Despite my condition as a serious cigarette smoker, the ban by the Health Cabinet Secretary on all advertising of tobacco products is a welcome development. The link between cigarette smoking and a myriad of fatal health conditions is now beyond scientific challenge; any person who chooses to indulge in the "filthy habit" must do so knowing the risks. Unlike alcohol consumption, which kills more people directly or indirectly than cigarette-smoking, the latter has the potential to affect thos who do not smoke in even more insidious ways. Second-hand cigarette smoke is just as much a killer as directly-inhaled cigarette smoke.
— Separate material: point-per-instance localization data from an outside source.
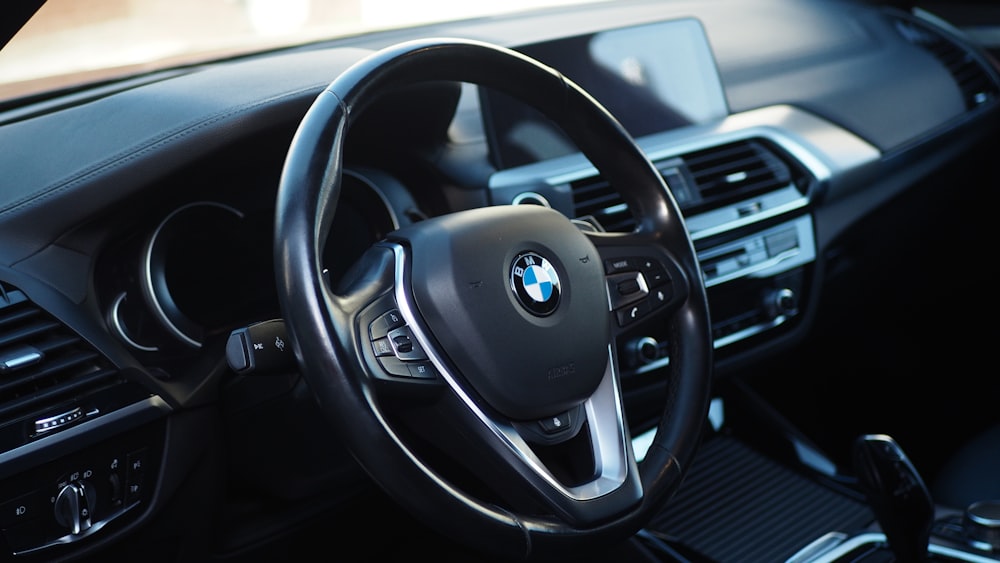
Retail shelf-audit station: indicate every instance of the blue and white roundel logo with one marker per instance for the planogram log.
(535, 283)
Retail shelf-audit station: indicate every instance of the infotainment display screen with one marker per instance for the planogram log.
(653, 78)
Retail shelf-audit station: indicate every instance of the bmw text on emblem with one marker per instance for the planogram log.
(535, 283)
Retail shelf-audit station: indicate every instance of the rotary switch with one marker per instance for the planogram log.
(74, 506)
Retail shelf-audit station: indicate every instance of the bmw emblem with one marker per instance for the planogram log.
(535, 283)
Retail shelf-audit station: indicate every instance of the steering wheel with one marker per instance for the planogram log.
(468, 361)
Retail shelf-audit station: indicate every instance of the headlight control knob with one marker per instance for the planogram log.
(780, 302)
(74, 506)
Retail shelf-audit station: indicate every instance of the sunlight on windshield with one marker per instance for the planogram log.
(72, 41)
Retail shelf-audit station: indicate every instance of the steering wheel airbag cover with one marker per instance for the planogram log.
(525, 365)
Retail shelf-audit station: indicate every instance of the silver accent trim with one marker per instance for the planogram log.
(827, 550)
(19, 357)
(608, 434)
(803, 253)
(147, 262)
(14, 460)
(61, 420)
(799, 133)
(119, 329)
(525, 198)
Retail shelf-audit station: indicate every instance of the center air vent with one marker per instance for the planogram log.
(45, 368)
(700, 181)
(968, 70)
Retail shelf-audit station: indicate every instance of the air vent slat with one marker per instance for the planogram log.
(26, 332)
(52, 395)
(51, 368)
(720, 175)
(45, 364)
(969, 73)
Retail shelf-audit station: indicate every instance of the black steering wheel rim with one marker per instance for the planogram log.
(323, 322)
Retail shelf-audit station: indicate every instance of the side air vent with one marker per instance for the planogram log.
(700, 181)
(735, 171)
(594, 197)
(44, 366)
(968, 70)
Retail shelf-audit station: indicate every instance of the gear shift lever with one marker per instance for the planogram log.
(897, 495)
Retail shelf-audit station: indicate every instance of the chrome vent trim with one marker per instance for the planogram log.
(700, 180)
(43, 364)
(595, 197)
(735, 171)
(969, 71)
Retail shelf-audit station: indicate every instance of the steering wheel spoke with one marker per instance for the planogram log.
(644, 281)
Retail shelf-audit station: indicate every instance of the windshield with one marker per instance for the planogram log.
(70, 42)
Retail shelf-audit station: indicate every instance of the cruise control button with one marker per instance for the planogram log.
(385, 322)
(404, 345)
(660, 296)
(556, 424)
(393, 366)
(382, 347)
(421, 370)
(655, 273)
(633, 313)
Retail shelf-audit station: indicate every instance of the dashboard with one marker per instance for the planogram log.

If fewer people can be attracted to cigarettes, and tobacco products generally, fewer people will be killed.
Many manufacturers and marketers of tobacco and tobacco-related products will howl in protest that their businesses are being "killed" by the cabinet Secretary. They may very well be right, but that does not mean that the Cabinet Secretary is wrong. The cost of keeping these businesses running has proven to be high indeed. In a nation that can barely afford to equip one public national referral hospital with the bare equipment to treat cancer, it is inconceivable that the Executive should sit idly by as more and more Kenyans are attracted to a way of life that will inexorably lead to cancer, among other "lifestyle" diseases that are expensive to manage. Following the lead taken by advanced western economies such as the United Kingdom and Australia, it should be difficult, if not impossible, for persons to smoke in public places or to to be attracted to the "class' factor os smoking this, that or the other brand of cigarette.
But it is in protecting the impressionable young that the Executive must pursue this advertising ban to its logical conclusion. Many smokers are attracted to the activity while in school, usually high school at the age of fourteen or fifteen. Part of the attraction is based on the advertising; tobacco advertising has been the most sophisticated for the longest time possible. It has also been insidious in targeting young sand youthful persons, especially those who have their whole lives ahead of them. The market in the United States, Europe and parts of Asia is shrinking die to anti-tobacco strategies being implemented by the governments there; it is in Africa and the remaining parts of Asia that Big Tobacco will direct their resources. They will attempt to scare the Executive with tales of lowered revenues; the Executive in Kenya should ignore them and plow ahead with its ban. The revenue lost in advertising will be more than made up by the reduced incidences of tobacco-related lifestyle health problems among the general public. It is a price we should be will to pay, no matter the lost jobs and shuttered factories.
Caution is warranted, though. The fiasco that has been the implementation of the Mututho Law should serve as a warning to the mandarins in the health ministry. "Sin" products are very lucrative, whether in the legitimate or "black" markets. Therefore, there is great profit to be made in circumventing and undermining the good intentions of the Cabinet Secretary. Whether he is successful depends entirely on whether the national Executive is resolute in this matter. If the Cabinet, and the Executive, are divided over the matter, then there will be inadequate planning or execution of the policy. Enforcement of any rules regarding advertising will be laxly enforced. There are only three major tobacco-product players in Kenya; I will be surprised if with a divided National Executive any of them, even the smallest player, is pushed out of the industry because of this ban. Admirable initiatives have been initiated in Kenya before; many failed because we have the attention spans of pigeons. I hope this time things are different.